Grzegorz Ciechowski, niezapomniany lider Republiki i twórca działający pod pseudonimami Obywatel GC czy Grzegorz z Ciechowa, pozostawił po sobie nie tylko ponadczasowe hity, takie jak "Nie pytaj o Polskę" czy "Mamona", ale i historię pełną skandali. Pamiętamy jego burzliwe życie uczuciowe. Pierwszą żonę, Jolantę Muchlińską porzucił dla Małgorzaty Potockiej, a następnie odszedł od aktorki do niani swoich dzieci, Anny Skrobiszewskiej. To właśnie Anna, matka trójki jego dzieci – Heleny, Bruna i Józefiny – jest dziś strażniczką jego spuścizny. Ta spuścizna, to nie tylko testament, o który toczył się, a być może nadal toczy, spór z najstarszą córką Grzegorza, Weroniką, ale także niedokończone dzieło muzyczne, którego treść jest owiana tajemnicą.
Dzieła, które łatwo zepsuć
Bruno Ciechowski, dziś 29-latek, pojawił się ostatnio w "Dzień dobry TVN", by opowiedzieć o twórczości ojca. Wyznał, że jest sceptycznie nastawiony do współczesnych prób "odświeżania" kultowych utworów, aczkolwiek przyznał, że niektóre aranżacje go poruszają – chociażby ta w wykonaniu Kasi Lins zatytułowana "Przyznaję się do winy". Bruno Ciechowski nie ukrywał ogromnej radości z tego, że geniusz jego ojca wciąż inspiruje. Jak podkreślił, to jest dla niego pokrzepiające, że twórczość Ciechowskiego "cały czas pracuje i te teksty się nie przeterminowują", mimo że lider Republiki odszedł już ponad dwie dekady temu.
Piosenka z walizki
W trakcie rozmowy Bruno ujawnił fakt, który może na nowo rozpalić wyobraźnię fanów.
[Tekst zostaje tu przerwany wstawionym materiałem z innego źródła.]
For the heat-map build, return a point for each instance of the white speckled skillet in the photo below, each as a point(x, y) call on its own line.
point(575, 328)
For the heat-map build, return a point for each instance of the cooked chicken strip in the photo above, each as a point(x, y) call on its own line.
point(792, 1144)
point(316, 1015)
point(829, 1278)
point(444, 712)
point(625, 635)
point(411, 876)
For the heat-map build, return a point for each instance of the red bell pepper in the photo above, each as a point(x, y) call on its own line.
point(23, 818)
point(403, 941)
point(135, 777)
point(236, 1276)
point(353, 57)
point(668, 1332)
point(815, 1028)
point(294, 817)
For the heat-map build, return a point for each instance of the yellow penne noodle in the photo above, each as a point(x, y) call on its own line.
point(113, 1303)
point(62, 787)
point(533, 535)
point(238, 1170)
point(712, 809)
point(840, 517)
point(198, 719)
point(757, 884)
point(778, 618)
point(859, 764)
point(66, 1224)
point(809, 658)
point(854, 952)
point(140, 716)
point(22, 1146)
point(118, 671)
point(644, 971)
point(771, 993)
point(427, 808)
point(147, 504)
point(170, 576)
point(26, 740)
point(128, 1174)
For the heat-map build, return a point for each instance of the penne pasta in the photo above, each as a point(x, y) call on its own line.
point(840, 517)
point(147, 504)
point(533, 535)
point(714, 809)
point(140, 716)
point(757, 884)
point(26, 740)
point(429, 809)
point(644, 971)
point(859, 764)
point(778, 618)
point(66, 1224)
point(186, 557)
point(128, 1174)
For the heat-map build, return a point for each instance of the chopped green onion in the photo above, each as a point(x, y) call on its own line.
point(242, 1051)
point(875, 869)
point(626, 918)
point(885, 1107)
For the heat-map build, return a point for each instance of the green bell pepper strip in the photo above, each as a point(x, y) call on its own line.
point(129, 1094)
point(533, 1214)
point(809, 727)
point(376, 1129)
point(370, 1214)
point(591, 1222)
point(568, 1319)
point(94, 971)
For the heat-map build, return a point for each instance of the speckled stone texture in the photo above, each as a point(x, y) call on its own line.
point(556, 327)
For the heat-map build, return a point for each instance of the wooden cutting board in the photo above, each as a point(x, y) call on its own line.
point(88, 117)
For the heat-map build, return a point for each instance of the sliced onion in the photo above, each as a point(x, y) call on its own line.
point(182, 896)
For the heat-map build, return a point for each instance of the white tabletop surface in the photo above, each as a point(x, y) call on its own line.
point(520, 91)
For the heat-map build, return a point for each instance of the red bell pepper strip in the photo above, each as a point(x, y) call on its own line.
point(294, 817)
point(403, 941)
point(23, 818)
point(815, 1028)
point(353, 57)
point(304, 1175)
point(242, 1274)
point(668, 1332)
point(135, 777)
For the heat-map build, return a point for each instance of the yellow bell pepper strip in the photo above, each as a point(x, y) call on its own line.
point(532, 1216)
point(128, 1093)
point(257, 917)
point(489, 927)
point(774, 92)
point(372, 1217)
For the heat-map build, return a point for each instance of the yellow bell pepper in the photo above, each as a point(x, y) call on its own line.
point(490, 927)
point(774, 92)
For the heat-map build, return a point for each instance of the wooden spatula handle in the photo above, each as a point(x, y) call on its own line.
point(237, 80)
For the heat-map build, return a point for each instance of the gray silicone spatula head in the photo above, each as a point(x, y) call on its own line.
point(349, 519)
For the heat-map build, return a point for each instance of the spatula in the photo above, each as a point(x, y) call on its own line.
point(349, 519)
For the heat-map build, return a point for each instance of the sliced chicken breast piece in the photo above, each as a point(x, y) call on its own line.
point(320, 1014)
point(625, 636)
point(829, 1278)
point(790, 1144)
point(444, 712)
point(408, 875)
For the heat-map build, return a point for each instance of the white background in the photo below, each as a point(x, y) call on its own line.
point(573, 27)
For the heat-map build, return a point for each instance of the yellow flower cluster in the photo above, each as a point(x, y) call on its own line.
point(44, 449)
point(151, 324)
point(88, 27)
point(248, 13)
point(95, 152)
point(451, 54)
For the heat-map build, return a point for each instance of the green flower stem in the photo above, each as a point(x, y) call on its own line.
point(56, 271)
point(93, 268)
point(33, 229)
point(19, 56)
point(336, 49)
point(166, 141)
Grzegorz Ciechowski, zanim nagła operacja tętniaka serca przerwała jego życie 22 grudnia 2001 roku, napisał utwór specjalnie dla swojego syna. Ten niezwykły prezent nie ujrzał jednak światła dziennego. Gdzie jest tekst? Jak wynika z relacji Bruna, leży w walizce, w której jego matka, Anna Skrobiszewska, przechowuje najcenniejsze pamiątki po zmarłym artyście.
Dlaczego taki skarb leży w ukryciu?
Czy fani mogą mieć nadzieję, że utwór zostanie kiedyś wydany? Bruno Ciechowski rozwiał te złudzenia. Grzegorz Ciechowski był wielkim perfekcjonistą i miał jedną, nieugiętą zasadę, którą rodzina szanuje ponad wszystko - Ciechowski nie dzielił się publicznie niedokończonymi utworami.
Tata był takim perfekcjonistą, że jak coś nie było do końca stworzone, to nie chciał się tym dzielić
- wyznał syn legendy.
Bruno dał do zrozumienia, że niedokończona piosenka pozostanie osobistą pamiątką rodzinną.